The problem to solve…
How to continuously monitor the health of all OVH servers, without any impact on their performance, and no intrusion on the operating systems running on them – this was the issue to address. The end goal of this data collection is to allow us to detect and forecast potential hardware failure, in order to improve the quality of service delivered to our customers.
We began by splitting the problem into four general steps:
- Data collection
- Data storage
- Data analytics
How did we collect massive amounts of server health data, in a non-intrusive way, within short time intervals?
Which data to collect?
On modern servers, a BMC (Board Management Controller) allows us to control the firmware updates, reboots, etc.. This controller is independent of the system running on the server. In addition, the BMC gives us access to sensors for all the motherboard components through an I2C bus. The protocol used to communicate with the BMC is the IPMI protocol, which accessible via LAN (RMCP).
What is IPMI?
- Intelligent Platform Management Interface.
- Management and monitoring capabilities independently of the host’s OS.
- Led by INTEL, first published in 1998.
- Supported by more than 200 computer system vendors such as Cisco, DELL, HP, Intel, SuperMicro…
Why use IPMI?
- Access to hardware sensors (cpu temp, memory temp, chassis status, power, etc.).
- No dependency on the OS (i.e. an agentless solution)
- IPMI functions accessible after OS/system failure
- Restricted access to IPMI functionalities via user privileges
Multi-source data collection
We needed a scalable and responsive multi-source data collection tool to grab the IPMI data of about 400k servers at fixed intervals.
We decided to build our IPMI data collector on an Akka framework. Akka is a open-source toolkit and runtime, simplifying the construction of concurrent and distributed applications on the JVM.

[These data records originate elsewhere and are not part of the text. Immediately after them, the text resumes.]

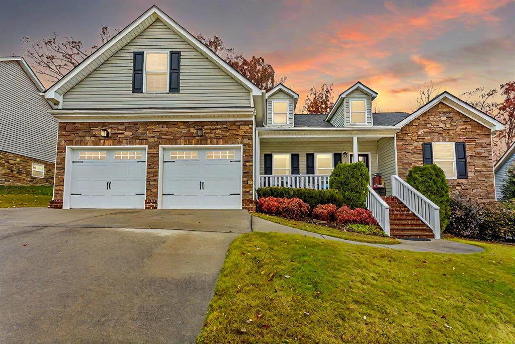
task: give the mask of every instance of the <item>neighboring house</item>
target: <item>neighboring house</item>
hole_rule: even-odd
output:
[[[57,120],[21,57],[0,57],[0,185],[52,185]]]
[[[508,179],[508,169],[515,166],[515,143],[511,145],[495,164],[495,197],[497,200],[503,198],[503,185]]]
[[[436,237],[437,210],[403,181],[411,167],[437,164],[452,189],[494,198],[502,123],[448,92],[411,114],[372,113],[376,96],[357,82],[330,113],[295,114],[294,91],[260,90],[153,6],[46,91],[59,120],[51,206],[253,209],[260,186],[327,188],[335,164],[357,160]]]

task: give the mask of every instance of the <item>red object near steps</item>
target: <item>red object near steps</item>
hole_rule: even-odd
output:
[[[434,238],[431,229],[398,198],[384,196],[390,206],[390,236],[396,238]]]

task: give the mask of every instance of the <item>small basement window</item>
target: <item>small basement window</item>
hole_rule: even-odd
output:
[[[45,176],[45,165],[42,164],[37,164],[32,163],[32,177],[38,178],[42,178]]]
[[[272,166],[273,168],[272,174],[278,176],[284,176],[291,174],[290,173],[290,154],[274,154]]]
[[[168,67],[167,53],[145,54],[144,92],[168,92]]]
[[[351,124],[366,124],[367,123],[367,101],[350,101]]]
[[[288,124],[288,102],[272,102],[272,123]]]

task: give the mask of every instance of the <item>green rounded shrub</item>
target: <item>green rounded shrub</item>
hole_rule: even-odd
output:
[[[331,174],[329,187],[338,192],[347,205],[364,208],[369,180],[368,169],[363,162],[340,163]]]
[[[451,216],[449,186],[443,170],[434,164],[416,166],[409,170],[406,181],[440,207],[440,228],[443,232]]]

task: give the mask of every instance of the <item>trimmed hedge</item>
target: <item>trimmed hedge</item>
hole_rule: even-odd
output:
[[[406,181],[440,207],[440,228],[443,232],[451,216],[449,186],[443,170],[434,164],[416,166],[409,170]]]
[[[344,204],[351,208],[364,208],[370,179],[368,169],[362,161],[339,163],[329,177],[329,187],[337,190]]]
[[[260,187],[256,191],[258,196],[261,197],[278,197],[294,198],[298,197],[310,205],[314,209],[319,204],[329,203],[336,207],[345,205],[345,200],[335,190],[315,190],[311,188],[294,188],[281,186],[267,186]]]

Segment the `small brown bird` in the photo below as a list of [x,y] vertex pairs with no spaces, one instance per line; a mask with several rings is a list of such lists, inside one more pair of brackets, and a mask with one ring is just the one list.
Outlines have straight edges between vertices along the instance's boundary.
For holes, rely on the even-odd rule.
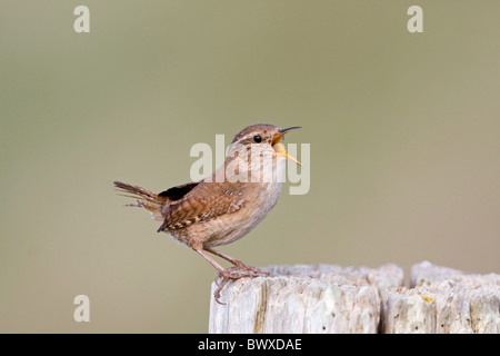
[[[222,167],[210,177],[154,194],[138,186],[114,181],[114,186],[137,199],[129,206],[148,209],[153,219],[163,221],[158,233],[169,233],[176,240],[203,256],[219,273],[220,291],[231,279],[269,275],[268,271],[214,250],[250,233],[278,202],[286,160],[300,165],[284,149],[284,134],[300,127],[279,129],[272,125],[249,126],[229,146]],[[213,254],[233,267],[223,268]]]

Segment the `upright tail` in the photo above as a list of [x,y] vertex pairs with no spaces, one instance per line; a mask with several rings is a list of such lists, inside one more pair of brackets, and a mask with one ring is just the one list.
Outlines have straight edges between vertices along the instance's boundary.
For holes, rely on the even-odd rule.
[[160,197],[148,189],[121,181],[114,181],[114,186],[121,189],[122,192],[126,192],[124,197],[137,199],[137,202],[128,204],[127,206],[148,209],[154,220],[163,221],[161,208],[167,202],[167,198]]

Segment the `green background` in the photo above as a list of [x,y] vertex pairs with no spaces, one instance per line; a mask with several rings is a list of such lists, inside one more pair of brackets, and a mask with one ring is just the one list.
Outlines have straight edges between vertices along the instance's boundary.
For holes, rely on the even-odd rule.
[[[90,33],[73,9],[90,9]],[[407,9],[423,8],[423,33]],[[113,180],[302,126],[311,188],[221,250],[254,266],[500,273],[500,1],[0,2],[0,332],[208,330],[214,269]],[[300,159],[300,155],[299,155]],[[74,296],[90,323],[73,320]]]

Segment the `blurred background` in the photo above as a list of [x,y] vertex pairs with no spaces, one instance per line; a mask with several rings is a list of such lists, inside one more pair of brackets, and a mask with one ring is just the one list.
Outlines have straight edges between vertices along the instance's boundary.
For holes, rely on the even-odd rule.
[[82,2],[0,2],[0,332],[206,333],[216,270],[112,181],[258,122],[303,127],[311,187],[221,251],[500,273],[499,1]]

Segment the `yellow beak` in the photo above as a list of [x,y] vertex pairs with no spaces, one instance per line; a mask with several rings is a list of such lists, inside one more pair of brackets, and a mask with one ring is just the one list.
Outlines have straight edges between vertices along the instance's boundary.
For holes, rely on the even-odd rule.
[[276,154],[278,156],[284,156],[288,159],[294,161],[297,165],[299,165],[300,167],[302,167],[302,165],[292,156],[290,156],[287,150],[284,149],[283,144],[281,142],[281,138],[284,136],[284,134],[287,134],[290,130],[294,130],[294,129],[301,129],[300,126],[293,126],[293,127],[289,127],[288,129],[281,129],[271,140],[271,147],[274,149]]

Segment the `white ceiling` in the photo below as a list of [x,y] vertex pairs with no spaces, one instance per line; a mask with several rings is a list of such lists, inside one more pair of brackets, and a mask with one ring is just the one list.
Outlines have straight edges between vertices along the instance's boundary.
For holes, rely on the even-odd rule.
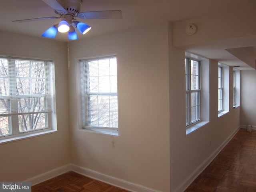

The Akka framework defines an abstraction built above thread called ‘actor’. This actor is an entity that handles messages. This abstraction eases the creation of multi-thread applications, so there’s no need to fight against deadlock. By selecting the dispatcher policy for a group of actors, you can fine-tune your application to be fully reactive and adaptable to the load. This way, we were able to design an efficient data collector that could adapt to the load, as we intended to grab each sensor value every minute.
In addition, the cluster architecture provided by the framework allowed us to handle all the servers in a datacentre with a single cluster. The cluster architecture also helped us to design a resilient system, so if a node of the cluster crashes or becomes too slow, it will automatically restart. The servers monitored by the failing node are then handled by the remaining, valid nodes of the cluster.
With the cluster architecture, we implemented a quorum feature, to take down the whole cluster if the minimal number of started nodes is not reached. With this feature, we can easily solve the split-brain problem, as if the connection is broken between nodes, the cluster will be split into two entities, and the one that does not reached the quorum will be automatically shut down.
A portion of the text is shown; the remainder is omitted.